The earliest example of a woman desperate for economic security in Austen’s writing is in Lady Susan, written when Austen was 20. The title character, a widow with a teenage daughter to support, purposefully uses her sexuality in order to get ahead. Because Lady Susan is written in epistolary format, Austen is able to show her readers that Lady Susan’s actions are deliberate—she is not an innocent lady who gets her way because she is sexy without knowing it; rather, she understands how to influence men and continuously does so in order to help herself, unabashed that this is often at the expense of others.
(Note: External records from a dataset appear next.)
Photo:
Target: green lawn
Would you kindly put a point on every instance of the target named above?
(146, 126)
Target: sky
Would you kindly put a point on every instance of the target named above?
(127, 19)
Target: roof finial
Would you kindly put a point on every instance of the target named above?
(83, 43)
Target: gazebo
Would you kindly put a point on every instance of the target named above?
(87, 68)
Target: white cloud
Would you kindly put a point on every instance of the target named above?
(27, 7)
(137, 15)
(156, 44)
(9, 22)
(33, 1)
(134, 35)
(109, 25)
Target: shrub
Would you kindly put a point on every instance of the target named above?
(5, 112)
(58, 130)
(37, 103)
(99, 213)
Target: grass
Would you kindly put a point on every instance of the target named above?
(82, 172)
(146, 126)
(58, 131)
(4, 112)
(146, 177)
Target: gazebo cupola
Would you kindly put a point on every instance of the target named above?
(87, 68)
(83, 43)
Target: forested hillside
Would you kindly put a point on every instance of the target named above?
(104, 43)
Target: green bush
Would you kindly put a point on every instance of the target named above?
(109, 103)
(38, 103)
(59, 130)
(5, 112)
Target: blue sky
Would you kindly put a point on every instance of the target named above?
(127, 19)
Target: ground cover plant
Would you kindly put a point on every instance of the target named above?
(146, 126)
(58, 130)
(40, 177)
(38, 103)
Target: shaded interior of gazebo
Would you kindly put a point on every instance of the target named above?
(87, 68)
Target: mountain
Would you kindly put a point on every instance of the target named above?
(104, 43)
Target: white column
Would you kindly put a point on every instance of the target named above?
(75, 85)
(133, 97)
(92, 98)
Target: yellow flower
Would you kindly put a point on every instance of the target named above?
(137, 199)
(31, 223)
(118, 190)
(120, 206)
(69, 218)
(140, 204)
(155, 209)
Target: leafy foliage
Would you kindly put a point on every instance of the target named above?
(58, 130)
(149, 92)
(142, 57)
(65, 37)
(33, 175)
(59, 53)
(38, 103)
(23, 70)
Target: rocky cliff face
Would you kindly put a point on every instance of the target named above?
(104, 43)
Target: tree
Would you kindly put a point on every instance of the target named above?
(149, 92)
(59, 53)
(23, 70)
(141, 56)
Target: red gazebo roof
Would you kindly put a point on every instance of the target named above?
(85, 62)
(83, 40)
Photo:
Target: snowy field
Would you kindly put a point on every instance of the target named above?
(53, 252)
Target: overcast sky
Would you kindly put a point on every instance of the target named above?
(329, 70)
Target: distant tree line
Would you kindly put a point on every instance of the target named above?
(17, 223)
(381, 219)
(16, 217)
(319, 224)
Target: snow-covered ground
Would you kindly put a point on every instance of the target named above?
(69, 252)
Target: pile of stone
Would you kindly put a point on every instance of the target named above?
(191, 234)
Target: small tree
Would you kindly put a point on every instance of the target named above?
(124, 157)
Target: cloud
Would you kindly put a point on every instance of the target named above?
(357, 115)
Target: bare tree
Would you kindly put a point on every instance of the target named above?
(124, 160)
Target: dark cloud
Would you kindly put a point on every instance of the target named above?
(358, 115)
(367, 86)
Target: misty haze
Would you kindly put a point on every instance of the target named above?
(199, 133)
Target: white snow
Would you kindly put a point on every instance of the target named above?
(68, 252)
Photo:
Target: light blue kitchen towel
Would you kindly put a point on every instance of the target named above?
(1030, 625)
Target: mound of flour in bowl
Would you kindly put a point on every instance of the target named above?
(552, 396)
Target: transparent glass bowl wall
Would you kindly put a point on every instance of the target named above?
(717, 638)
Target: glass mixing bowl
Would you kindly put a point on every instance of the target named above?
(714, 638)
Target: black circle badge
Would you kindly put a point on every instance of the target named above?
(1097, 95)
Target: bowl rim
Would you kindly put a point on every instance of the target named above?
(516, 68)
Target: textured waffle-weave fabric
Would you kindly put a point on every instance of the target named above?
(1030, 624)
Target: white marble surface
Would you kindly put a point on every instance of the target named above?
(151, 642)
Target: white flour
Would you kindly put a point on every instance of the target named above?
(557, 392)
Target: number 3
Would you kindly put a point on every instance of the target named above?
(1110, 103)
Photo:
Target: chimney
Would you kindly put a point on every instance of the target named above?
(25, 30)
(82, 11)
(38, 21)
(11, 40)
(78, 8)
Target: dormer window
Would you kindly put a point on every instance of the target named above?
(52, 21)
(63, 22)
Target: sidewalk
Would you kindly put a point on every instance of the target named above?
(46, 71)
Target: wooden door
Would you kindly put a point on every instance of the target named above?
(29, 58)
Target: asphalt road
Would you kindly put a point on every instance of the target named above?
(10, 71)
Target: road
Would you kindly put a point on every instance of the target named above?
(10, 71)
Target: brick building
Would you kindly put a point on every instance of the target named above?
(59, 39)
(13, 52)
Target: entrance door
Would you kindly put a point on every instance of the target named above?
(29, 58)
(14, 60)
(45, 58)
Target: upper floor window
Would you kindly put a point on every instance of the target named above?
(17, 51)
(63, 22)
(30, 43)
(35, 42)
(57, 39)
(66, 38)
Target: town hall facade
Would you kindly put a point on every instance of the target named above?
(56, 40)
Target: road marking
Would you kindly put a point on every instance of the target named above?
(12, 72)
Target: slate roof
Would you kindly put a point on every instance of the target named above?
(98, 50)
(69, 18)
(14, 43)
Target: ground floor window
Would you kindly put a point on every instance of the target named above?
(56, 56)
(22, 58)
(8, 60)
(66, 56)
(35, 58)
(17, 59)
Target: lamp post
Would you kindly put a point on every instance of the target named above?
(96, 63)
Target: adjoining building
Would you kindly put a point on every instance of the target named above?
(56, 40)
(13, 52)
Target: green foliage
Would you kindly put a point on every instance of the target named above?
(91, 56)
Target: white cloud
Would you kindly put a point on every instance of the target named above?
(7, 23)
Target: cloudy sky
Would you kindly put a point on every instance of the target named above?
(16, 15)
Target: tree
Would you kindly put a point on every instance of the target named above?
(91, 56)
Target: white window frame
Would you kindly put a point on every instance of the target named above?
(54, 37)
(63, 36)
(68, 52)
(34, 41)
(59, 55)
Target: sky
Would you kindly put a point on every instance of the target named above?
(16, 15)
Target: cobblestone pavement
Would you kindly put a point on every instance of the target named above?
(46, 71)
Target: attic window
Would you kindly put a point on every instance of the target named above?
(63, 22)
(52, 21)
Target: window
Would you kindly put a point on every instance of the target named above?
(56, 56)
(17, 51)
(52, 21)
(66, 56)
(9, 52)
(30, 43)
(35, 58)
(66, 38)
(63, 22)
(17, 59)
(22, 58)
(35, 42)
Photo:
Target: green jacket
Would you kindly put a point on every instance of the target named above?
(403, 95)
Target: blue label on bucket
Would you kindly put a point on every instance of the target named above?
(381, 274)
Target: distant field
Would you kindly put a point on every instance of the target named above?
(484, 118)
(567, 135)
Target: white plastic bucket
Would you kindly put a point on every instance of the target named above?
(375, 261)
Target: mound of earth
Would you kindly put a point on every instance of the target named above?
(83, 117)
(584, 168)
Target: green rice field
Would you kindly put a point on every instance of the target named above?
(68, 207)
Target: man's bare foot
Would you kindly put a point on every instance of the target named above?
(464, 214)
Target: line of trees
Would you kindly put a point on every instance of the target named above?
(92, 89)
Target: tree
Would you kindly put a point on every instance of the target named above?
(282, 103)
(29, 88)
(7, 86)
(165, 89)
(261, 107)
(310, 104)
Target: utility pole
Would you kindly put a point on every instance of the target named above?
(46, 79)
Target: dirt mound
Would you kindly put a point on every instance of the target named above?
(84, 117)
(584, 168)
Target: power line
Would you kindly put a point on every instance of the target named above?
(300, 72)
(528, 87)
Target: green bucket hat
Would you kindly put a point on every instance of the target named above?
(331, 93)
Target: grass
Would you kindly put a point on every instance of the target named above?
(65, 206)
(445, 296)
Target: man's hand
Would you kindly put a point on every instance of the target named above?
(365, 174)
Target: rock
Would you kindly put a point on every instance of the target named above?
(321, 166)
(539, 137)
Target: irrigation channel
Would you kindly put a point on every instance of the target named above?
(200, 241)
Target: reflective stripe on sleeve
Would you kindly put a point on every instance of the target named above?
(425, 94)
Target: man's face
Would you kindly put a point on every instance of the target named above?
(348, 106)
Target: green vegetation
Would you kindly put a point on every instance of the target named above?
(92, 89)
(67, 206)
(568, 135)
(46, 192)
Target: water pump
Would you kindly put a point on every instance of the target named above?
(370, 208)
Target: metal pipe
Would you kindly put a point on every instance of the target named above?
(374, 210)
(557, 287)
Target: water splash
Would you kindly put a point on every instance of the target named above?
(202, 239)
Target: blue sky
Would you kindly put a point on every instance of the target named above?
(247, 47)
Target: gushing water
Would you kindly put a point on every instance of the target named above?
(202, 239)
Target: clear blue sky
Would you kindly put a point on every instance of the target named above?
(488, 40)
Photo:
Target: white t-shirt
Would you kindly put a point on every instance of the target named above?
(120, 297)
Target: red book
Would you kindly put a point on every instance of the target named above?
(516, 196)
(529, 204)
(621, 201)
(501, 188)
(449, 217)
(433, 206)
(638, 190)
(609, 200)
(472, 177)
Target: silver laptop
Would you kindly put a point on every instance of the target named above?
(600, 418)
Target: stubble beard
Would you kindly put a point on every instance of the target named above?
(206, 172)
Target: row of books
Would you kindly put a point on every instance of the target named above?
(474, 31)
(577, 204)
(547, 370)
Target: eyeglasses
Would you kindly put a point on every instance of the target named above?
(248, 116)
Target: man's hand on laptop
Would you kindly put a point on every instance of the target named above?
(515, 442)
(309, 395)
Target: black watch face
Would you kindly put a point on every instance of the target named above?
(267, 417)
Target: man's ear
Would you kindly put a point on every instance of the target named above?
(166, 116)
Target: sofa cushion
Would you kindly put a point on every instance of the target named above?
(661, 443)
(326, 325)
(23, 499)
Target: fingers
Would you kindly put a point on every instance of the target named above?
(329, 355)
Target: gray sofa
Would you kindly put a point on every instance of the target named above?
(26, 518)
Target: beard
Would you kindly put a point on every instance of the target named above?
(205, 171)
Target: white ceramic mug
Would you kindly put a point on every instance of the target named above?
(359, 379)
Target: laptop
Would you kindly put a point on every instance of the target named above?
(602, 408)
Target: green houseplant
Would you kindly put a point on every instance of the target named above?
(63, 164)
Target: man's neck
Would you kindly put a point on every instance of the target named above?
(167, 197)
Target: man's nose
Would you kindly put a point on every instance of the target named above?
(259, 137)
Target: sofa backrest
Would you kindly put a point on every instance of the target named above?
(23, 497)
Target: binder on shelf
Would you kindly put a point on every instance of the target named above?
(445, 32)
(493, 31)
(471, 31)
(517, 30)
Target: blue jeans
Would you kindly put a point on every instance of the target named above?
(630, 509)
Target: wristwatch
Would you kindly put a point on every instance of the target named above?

Lady Susan’s duplicity and her understanding “the tendency of men’s reason to slip beneath their breeches” shows that Austen is not only not a prim and proper woman with no idea what sex is, but rather that she is aware of the power of sex and the fact that women must use their sexual appeal in order to preserve their livelihoods. Although the reader does not like Lady Susan, Austen frames her actions so we see that her selfishness and seduction of men are born out of necessity.

The rest of Dr. Easton’s lecture traced the “Lady Susan type” throughout many of Austen’s six full-length novels. Although Austen does not use the “Lady Susan type” for any of her other main characters, there is always a secondary character who acts like Lady Susan, using her sexuality as a means to pull herself out of a desperate financial situation. Although these characters are largely unlikeable, they usually end up like Lady Susan: unpunished in the end. Dr. Easton stressed this lack of punishment as another way to show that Austen understood the realities of the world around her—in Austen “people don’t always get their just desserts…stupid people may very well prevail.”

Far from the image of Austen as a prissy lady with no knowledge of sex, Austen’s was willing and able to portray her world as it was—with women using their sexuality to get ahead and men using women’s desire to get ahead to seduce and leave them. While romance is present, too, the heroine often only unites with her love because these breaches of sexual conduct have been uncovered and overcome.

The title of the lecture was meant to highlight not only the recent mash-ups of Austen novels with fantasy thrillers (Pride and Prejudice and Zombies, for example), but also to undercut the common belief that one should read Austen only when one desires an innocent romantic story in which the heroines always end up happy. Dr. Easton pointed out that if readers desire “shock, surprise, passion, and cutting satire,” they need look no further than Austen.